Coronavirus : Plus de 100.000 soignants libéraux ont demandé une aide à l’Assurance maladie

CRISE SANITAIRE Cette aide financière a été créée pour compenser les pertes d’activités liées au coronavirus et à la période de confinement

20 Minutes avec agences
Un médecin (illustration)
Un médecin (illustration) — Dinendra Haria / Shutters

Médecins, dentistes, kinés, infirmiers, sages-femmes, orthophonistes, pharmaciens : l’Assurance maladie a indiqué ce mercredi avoir reçu 103.000 demandes de professionnels de santé libéraux souhaitant bénéficier de l’aide financière créée pour compenser les pertes d’activité liées au coronavirus et au confinement.

Le dispositif, conçu pour compenser leurs frais et non pour garantir leur revenu, prend en compte les honoraires perçus en 2019 (hors dépassements), ceux éventuellement encaissés entre le 16 mars et le 30 avril, le « taux de charge » moyen par profession et les autres aides éventuellement reçues.

« Le dispositif se réactivera fin mai »

Si « le montant validé en cours de versement » n’est pas précisément connu, « on est déjà facilement à 300-400 millions d'euros », a estimé le directeur général de l’Assurance-maladie, Nicolas Revel, lors d’une visioconférence organisée par l’Association des journalistes de l’information sociale. Il prévoit « un point sur le sujet dans la deuxième quinzaine de mai ».
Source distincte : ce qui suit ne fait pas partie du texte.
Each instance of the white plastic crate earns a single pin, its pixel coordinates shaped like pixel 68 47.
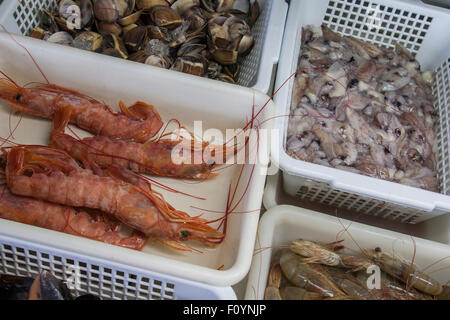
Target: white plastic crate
pixel 219 105
pixel 421 29
pixel 257 69
pixel 436 229
pixel 282 224
pixel 104 279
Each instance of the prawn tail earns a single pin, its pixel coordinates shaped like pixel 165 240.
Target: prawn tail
pixel 60 121
pixel 204 233
pixel 9 90
pixel 174 244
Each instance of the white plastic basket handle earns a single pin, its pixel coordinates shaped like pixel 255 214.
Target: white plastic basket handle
pixel 274 36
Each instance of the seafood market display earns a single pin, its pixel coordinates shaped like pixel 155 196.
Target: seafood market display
pixel 45 286
pixel 315 271
pixel 96 193
pixel 206 38
pixel 363 108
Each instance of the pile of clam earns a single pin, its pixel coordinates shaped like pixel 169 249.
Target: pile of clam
pixel 201 37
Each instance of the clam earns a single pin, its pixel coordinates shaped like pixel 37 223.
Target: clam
pixel 224 56
pixel 199 37
pixel 232 70
pixel 254 13
pixel 155 32
pixel 155 47
pixel 240 7
pixel 193 64
pixel 134 39
pixel 61 37
pixel 224 5
pixel 181 6
pixel 109 28
pixel 106 10
pixel 165 17
pixel 122 7
pixel 225 78
pixel 149 4
pixel 214 69
pixel 210 5
pixel 159 60
pixel 219 32
pixel 48 21
pixel 39 33
pixel 88 40
pixel 245 44
pixel 130 19
pixel 114 46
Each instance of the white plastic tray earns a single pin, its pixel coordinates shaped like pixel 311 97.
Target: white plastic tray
pixel 218 105
pixel 436 229
pixel 282 224
pixel 104 279
pixel 420 28
pixel 257 69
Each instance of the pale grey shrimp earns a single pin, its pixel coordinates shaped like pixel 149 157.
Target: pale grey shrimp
pixel 405 272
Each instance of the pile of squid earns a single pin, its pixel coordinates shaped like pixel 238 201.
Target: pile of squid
pixel 44 286
pixel 313 271
pixel 363 108
pixel 93 187
pixel 206 38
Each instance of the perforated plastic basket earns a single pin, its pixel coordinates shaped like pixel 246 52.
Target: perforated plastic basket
pixel 282 224
pixel 257 69
pixel 87 274
pixel 423 30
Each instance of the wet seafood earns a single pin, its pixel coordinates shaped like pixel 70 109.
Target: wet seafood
pixel 405 272
pixel 198 33
pixel 65 219
pixel 52 175
pixel 364 109
pixel 153 157
pixel 315 253
pixel 138 122
pixel 273 284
Le compteur n’a toutefois pas fini de tourner. « Le dispositif se réactivera fin mai » avec une nouvelle « fenêtre de déclaration » pour les pertes d’activité du mois en cours.

Un rythme de consultations moins important

Au-delà, « si la reprise n’est pas au rendez-vous, il faudra qu’on prévoie un autre mécanisme d’indemnité basé sur les revenus », a toutefois prévenu Jean-Paul Ortiz, président de la CSMF. Le principal syndicat de médecins libéraux s’inquiète notamment pour les chirurgiens, qui « ne peuvent pas travailler parce que leurs cliniques ont été réquisitionnées pour accueillir des patients Covid ».

Les nouvelles mesures d’hygiène auront cependant un effet dans toutes les spécialités et entraîneront « vraisemblablement un rythme de consultations qui sera moindre » qu’auparavant, a-t-il prédit. Pour ces raisons, « il va falloir ouvrir d’urgence une négociation conventionnelle » avec l’Assurance maladie, pour revoir notamment « la valorisation des actes », c’est-à-dire les tarifs des consultations.